We can separate parts involving l_0 and \theta:

\mathcal{L}(l_0, \theta) = (24 + 33)\ln(l_0) + 33 \ln(\theta) + 24\ln T_0 + 33 \ln T_1 - l_0 (T_0 + \theta T_1) + \text{const}

Maximizing with respect to l_0, the solution is:

\hat{l}_0 = \frac{24 + 33}{T_0 + \theta T_1}

Plugging \hat{l}_0 back gives the profile log-likelihood for \theta:

\mathcal{L}_{\text{profile}}(\theta) = 33 \ln\Big(\theta \frac{T_1}{T_0}\Big) - (24+33) \ln\Big(1 + \theta \frac{T_1}{T_0}\Big) + \text{const}

The maximum occurs at \theta = 2.01, confirming the MLE for the rate ratio.
So the MLEs match the intuitive estimates:

  • \hat{l}_0 = 24/518 \approx 0.0463
  • \hat{\theta} = 2.01

Log-Scale and Confidence Interval for the Rate Ratio

For ratios, it’s often convenient to switch to the log scale.

Let u = \ln(\theta), so \theta = e^u.

Near the peak, the log-likelihood in u is approximately quadratic.

The standard error for \ln(RR) can be obtained from:

\text{SE}[\ln(RR)] = \sqrt{\frac{1}{d_1} + \frac{1}{d_0}}

where d_1=33, d_0=24. So:

\text{SE}[\ln(RR)] = \sqrt{\frac{1}{33} + \frac{1}{24}} \approx \sqrt{0.0720} = 0.268

Then:

  • \ln(2.01) \approx 0.698
  • 95% CI for u: 0.698 \pm 1.96 \times 0.268
  • u_{\text{low}} \approx 0.173, \ u_{\text{high}} \approx 1.223
  • Back-transform: e^{0.173} \approx 1.19, e^{1.223} \approx 3.40

Thus, the 95% confidence interval for the rate ratio is approximately 1.19 to 3.39.

Since this interval does not include 1, it suggests a statistically significant difference.

Why Likelihood is Useful Here

We used the likelihood approach conceptually to derive these results. In practice, one might plug data into a Poisson regression software, but under the hood it’s doing the same thing – finding the l_0 and \theta that maximize the likelihood, and then using the curvature of the log-likelihood at the peak to get confidence intervals or p-values.

This example shows that:

  • The MLEs for multi-parameter models are often just the intuitive estimates (observed values).
  • Likelihood provides a unified way to get both the estimate and its uncertainty.
  • Using the log scale for ratios gives symmetrical confidence intervals on that log scale, which correspond to asymmetric intervals on the original scale.

In epidemiological papers, you’ll often see something like “Rate ratio = 2.01, 95% CI [1.19–3.39], p = 0.009”. All of that information can be traced back to a likelihood-based calculation (or an equivalent large-sample approximation).
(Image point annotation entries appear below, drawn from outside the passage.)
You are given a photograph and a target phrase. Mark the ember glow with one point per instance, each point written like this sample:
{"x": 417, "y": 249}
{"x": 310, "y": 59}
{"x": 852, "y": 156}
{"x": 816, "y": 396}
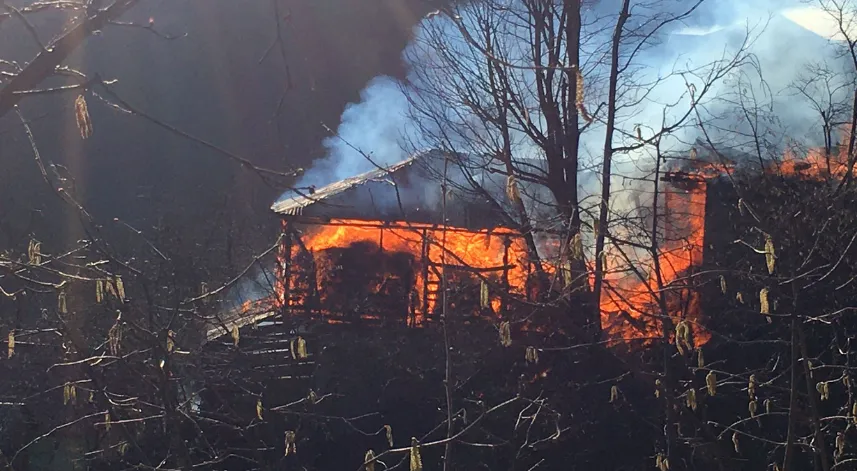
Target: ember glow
{"x": 497, "y": 258}
{"x": 362, "y": 269}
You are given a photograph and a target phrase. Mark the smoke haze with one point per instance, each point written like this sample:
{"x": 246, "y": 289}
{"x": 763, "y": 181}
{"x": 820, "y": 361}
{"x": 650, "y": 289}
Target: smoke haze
{"x": 377, "y": 124}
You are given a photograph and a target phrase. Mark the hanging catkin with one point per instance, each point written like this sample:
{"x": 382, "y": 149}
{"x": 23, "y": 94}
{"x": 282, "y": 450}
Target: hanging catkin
{"x": 505, "y": 334}
{"x": 416, "y": 461}
{"x": 291, "y": 446}
{"x": 531, "y": 355}
{"x": 10, "y": 342}
{"x": 711, "y": 383}
{"x": 301, "y": 348}
{"x": 512, "y": 190}
{"x": 62, "y": 306}
{"x": 369, "y": 460}
{"x": 770, "y": 255}
{"x": 236, "y": 336}
{"x": 34, "y": 252}
{"x": 579, "y": 97}
{"x": 764, "y": 307}
{"x": 81, "y": 114}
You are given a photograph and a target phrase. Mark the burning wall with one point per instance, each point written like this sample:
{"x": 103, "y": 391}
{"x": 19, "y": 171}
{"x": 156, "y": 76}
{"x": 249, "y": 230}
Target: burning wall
{"x": 342, "y": 263}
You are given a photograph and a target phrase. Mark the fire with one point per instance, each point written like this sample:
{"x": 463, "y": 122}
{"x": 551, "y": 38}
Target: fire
{"x": 406, "y": 263}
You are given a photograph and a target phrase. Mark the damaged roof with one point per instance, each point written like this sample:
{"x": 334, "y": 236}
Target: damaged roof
{"x": 409, "y": 190}
{"x": 295, "y": 205}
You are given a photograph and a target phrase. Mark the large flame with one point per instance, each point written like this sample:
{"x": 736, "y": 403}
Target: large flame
{"x": 496, "y": 258}
{"x": 637, "y": 305}
{"x": 637, "y": 292}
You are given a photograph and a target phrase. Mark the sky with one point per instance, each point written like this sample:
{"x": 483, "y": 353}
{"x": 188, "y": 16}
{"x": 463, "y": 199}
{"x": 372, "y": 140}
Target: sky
{"x": 789, "y": 28}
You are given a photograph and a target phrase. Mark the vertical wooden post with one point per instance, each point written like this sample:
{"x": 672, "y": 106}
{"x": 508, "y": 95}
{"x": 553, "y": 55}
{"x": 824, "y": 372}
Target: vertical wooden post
{"x": 287, "y": 271}
{"x": 507, "y": 242}
{"x": 425, "y": 270}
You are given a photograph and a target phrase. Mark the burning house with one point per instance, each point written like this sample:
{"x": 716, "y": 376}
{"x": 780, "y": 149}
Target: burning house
{"x": 378, "y": 246}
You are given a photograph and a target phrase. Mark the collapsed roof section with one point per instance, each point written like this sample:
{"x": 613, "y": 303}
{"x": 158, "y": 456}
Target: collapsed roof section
{"x": 408, "y": 191}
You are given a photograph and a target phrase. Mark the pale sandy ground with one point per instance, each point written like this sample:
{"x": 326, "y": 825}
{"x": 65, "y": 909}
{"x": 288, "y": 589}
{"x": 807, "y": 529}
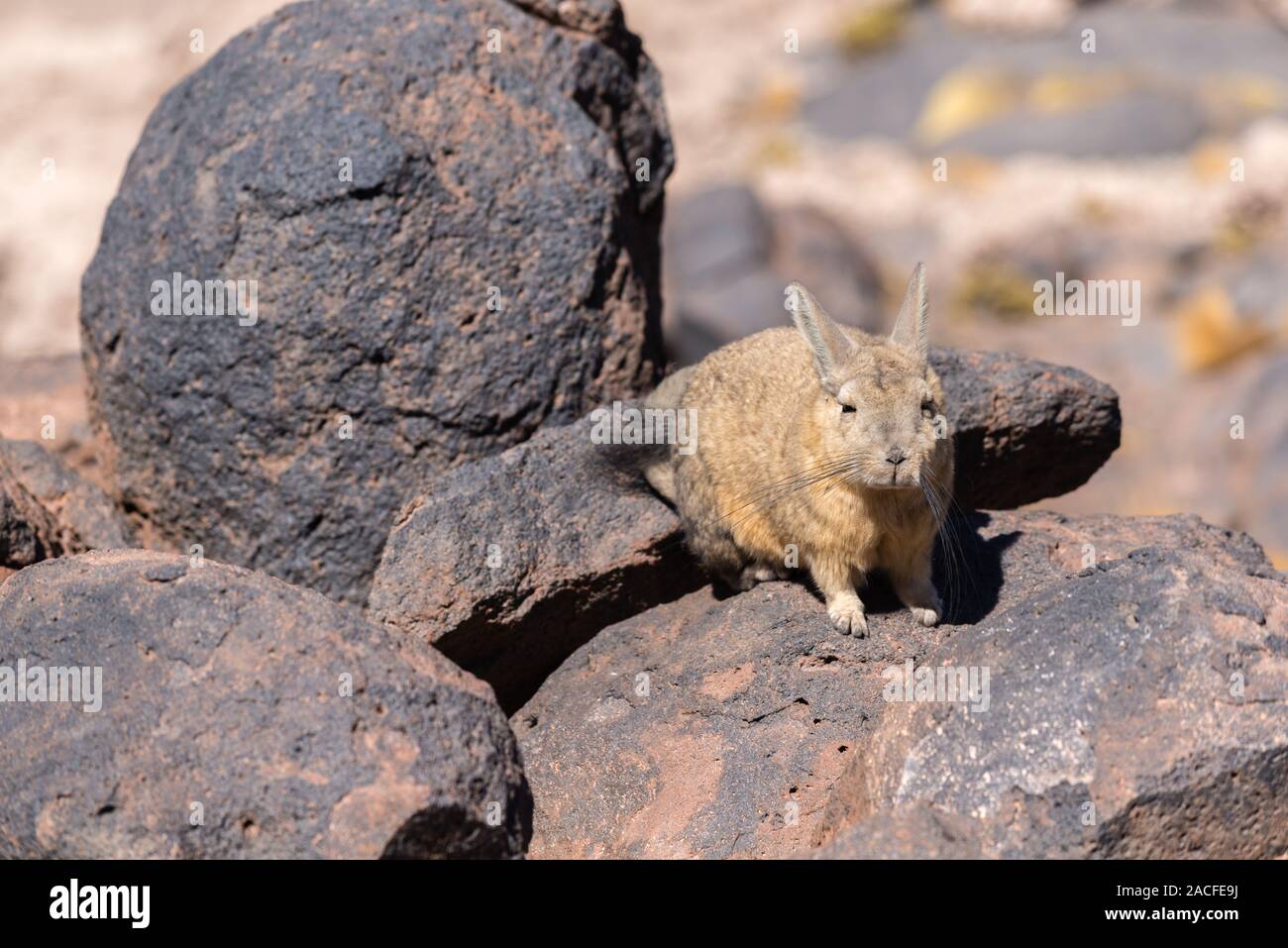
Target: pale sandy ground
{"x": 81, "y": 76}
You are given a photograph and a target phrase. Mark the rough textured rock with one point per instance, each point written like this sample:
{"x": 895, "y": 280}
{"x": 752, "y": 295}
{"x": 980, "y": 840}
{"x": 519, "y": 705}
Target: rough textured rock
{"x": 917, "y": 831}
{"x": 471, "y": 170}
{"x": 717, "y": 728}
{"x": 1138, "y": 710}
{"x": 292, "y": 728}
{"x": 1024, "y": 429}
{"x": 86, "y": 517}
{"x": 513, "y": 562}
{"x": 729, "y": 260}
{"x": 29, "y": 533}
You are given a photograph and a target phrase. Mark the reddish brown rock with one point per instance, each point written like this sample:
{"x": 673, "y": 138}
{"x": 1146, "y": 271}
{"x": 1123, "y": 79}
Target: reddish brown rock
{"x": 29, "y": 533}
{"x": 85, "y": 515}
{"x": 717, "y": 728}
{"x": 1137, "y": 710}
{"x": 241, "y": 716}
{"x": 909, "y": 832}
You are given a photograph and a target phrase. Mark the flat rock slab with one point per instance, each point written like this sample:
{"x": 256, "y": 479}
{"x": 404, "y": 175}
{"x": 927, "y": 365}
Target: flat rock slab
{"x": 450, "y": 247}
{"x": 29, "y": 533}
{"x": 717, "y": 728}
{"x": 86, "y": 517}
{"x": 239, "y": 716}
{"x": 513, "y": 562}
{"x": 1138, "y": 710}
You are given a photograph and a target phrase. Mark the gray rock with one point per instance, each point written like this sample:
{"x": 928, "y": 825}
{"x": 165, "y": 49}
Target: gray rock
{"x": 1133, "y": 711}
{"x": 510, "y": 563}
{"x": 1022, "y": 429}
{"x": 516, "y": 170}
{"x": 240, "y": 717}
{"x": 729, "y": 261}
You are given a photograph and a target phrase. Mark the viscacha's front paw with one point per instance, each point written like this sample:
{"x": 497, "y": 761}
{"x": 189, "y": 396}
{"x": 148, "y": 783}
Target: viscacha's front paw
{"x": 848, "y": 614}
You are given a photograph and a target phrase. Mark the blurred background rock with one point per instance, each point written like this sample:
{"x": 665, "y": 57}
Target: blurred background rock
{"x": 1160, "y": 156}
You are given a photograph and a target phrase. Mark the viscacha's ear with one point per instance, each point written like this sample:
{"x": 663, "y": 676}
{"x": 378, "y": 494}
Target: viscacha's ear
{"x": 912, "y": 327}
{"x": 828, "y": 344}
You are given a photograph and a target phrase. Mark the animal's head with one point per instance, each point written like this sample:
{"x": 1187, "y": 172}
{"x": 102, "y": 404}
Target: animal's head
{"x": 879, "y": 403}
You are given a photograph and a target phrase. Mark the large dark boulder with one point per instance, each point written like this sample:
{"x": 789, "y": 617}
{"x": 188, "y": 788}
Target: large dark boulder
{"x": 240, "y": 716}
{"x": 1136, "y": 710}
{"x": 528, "y": 178}
{"x": 1022, "y": 429}
{"x": 719, "y": 728}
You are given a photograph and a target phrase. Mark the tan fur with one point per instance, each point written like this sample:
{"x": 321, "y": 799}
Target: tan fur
{"x": 769, "y": 417}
So, likelihood methods seamlessly extend from one-sample problems (like estimating one probability) to comparing two groups (estimating ratios, differences, etc.), and further to many groups or more complex regression models. The core idea remains: find the parameter values that best explain the data, and then determine which other values are reasonably compatible with the data by seeing how much the likelihood drops off when you move away from the best fit.

Disclaimer: This article is for educational purposes only.